# 4. Advanced Models - Gold Price Forecasting

**Models:** SVR, AdaBoost, Extra Trees, Bagging Regressor

**References:**
- Drucker et al. (1997) - SVR
- Freund & Schapire (1997) - AdaBoost
- Geurts et al. (2006) - Extra Trees
- Breiman (1996) - Bagging

In [None]:
import pandas as pd
import numpy as np
import matplotlib.pyplot as plt
import joblib
import warnings
warnings.filterwarnings('ignore')

from sklearn.svm import SVR
from sklearn.ensemble import AdaBoostRegressor, ExtraTreesRegressor, BaggingRegressor
from sklearn.metrics import mean_squared_error, mean_absolute_error, r2_score
from sklearn.model_selection import GridSearchCV, TimeSeriesSplit

print('Libraries imported successfully!')

In [None]:
# Load preprocessed data
X_train = np.load('../data/processed/X_train_scaled.npy')
X_test = np.load('../data/processed/X_test_scaled.npy')
y_train = np.load('../data/processed/y_train.npy')
y_test = np.load('../data/processed/y_test.npy')
train_data = pd.read_csv('../data/processed/train_data.csv', parse_dates=['Date'])
test_data = pd.read_csv('../data/processed/test_data.csv', parse_dates=['Date'])
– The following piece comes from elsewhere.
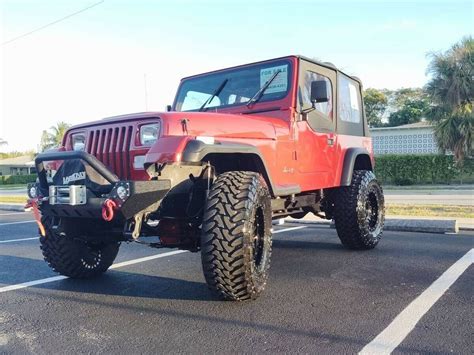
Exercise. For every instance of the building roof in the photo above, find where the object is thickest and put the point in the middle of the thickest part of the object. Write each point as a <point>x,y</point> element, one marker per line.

print(f'Training set: {X_train.shape}')
print(f'Test set: {X_test.shape}')

In [None]:
# Evaluation function
def evaluate_model(y_true, y_pred, model_name):
    rmse = np.sqrt(mean_squared_error(y_true, y_pred))
    mae = mean_absolute_error(y_true, y_pred)
    mape = np.mean(np.abs((y_true - y_pred) / y_true)) * 100
    r2 = r2_score(y_true, y_pred)
    print(f'{model_name}: RMSE=${rmse:.2f}, MAE=${mae:.2f}, MAPE={mape:.2f}%, R2={r2:.4f}')
    return {'Model': model_name, 'RMSE': rmse, 'MAE': mae, 'MAPE': mape, 'R2': r2}

results = []
tscv = TimeSeriesSplit(n_splits=5)

## 4.1 SVR (Support Vector Regression)

SVR uses kernel functions to map data to higher dimensions for better regression.

In [None]:
print('Training SVR...')
# Use subset for hyperparameter search (SVR is slow on large datasets)
svr_params = {'C': [1, 10, 100], 'kernel': ['rbf'], 'epsilon': [0.1, 0.2]}
svr_search = GridSearchCV(SVR(), svr_params, cv=tscv, scoring='neg_mean_squared_error', n_jobs=-1)
svr_search.fit(X_train[:3000], y_train[:3000])

print(f'Best SVR params: {svr_search.best_params_}')

# Train on full data with best params
svr_model = SVR(**svr_search.best_params_)
svr_model.fit(X_train, y_train)
y_pred_svr = svr_model.predict(X_test)
results.append(evaluate_model(y_test, y_pred_svr, 'SVR'))

## 4.2 AdaBoost Regressor

AdaBoost combines multiple weak learners sequentially, focusing on errors.

In [None]:
print('Training AdaBoost...')
ada_params = {'n_estimators': [50, 100, 200], 'learning_rate': [0.01, 0.1, 1.0]}
ada_search = GridSearchCV(AdaBoostRegressor(random_state=42), ada_params, cv=tscv, scoring='neg_mean_squared_error', n_jobs=-1)
ada_search.fit(X_train, y_train)

print(f'Best AdaBoost params: {ada_search.best_params_}')

ada_model = ada_search.best_estimator_
y_pred_ada = ada_model.predict(X_test)
results.append(evaluate_model(y_test, y_pred_ada, 'AdaBoost'))

## 4.3 Extra Trees Regressor

Extra Trees (Extremely Randomized Trees) adds more randomization than Random Forest.

In [None]:
print('Training Extra Trees...')
et_params = {'n_estimators': [100, 200], 'max_depth': [10, 20, None], 'min_samples_split': [2, 5]}
et_search = GridSearchCV(ExtraTreesRegressor(random_state=42), et_params, cv=tscv, scoring='neg_mean_squared_error', n_jobs=-1)
et_search.fit(X_train, y_train)

print(f'Best Extra Trees params: {et_search.best_params_}')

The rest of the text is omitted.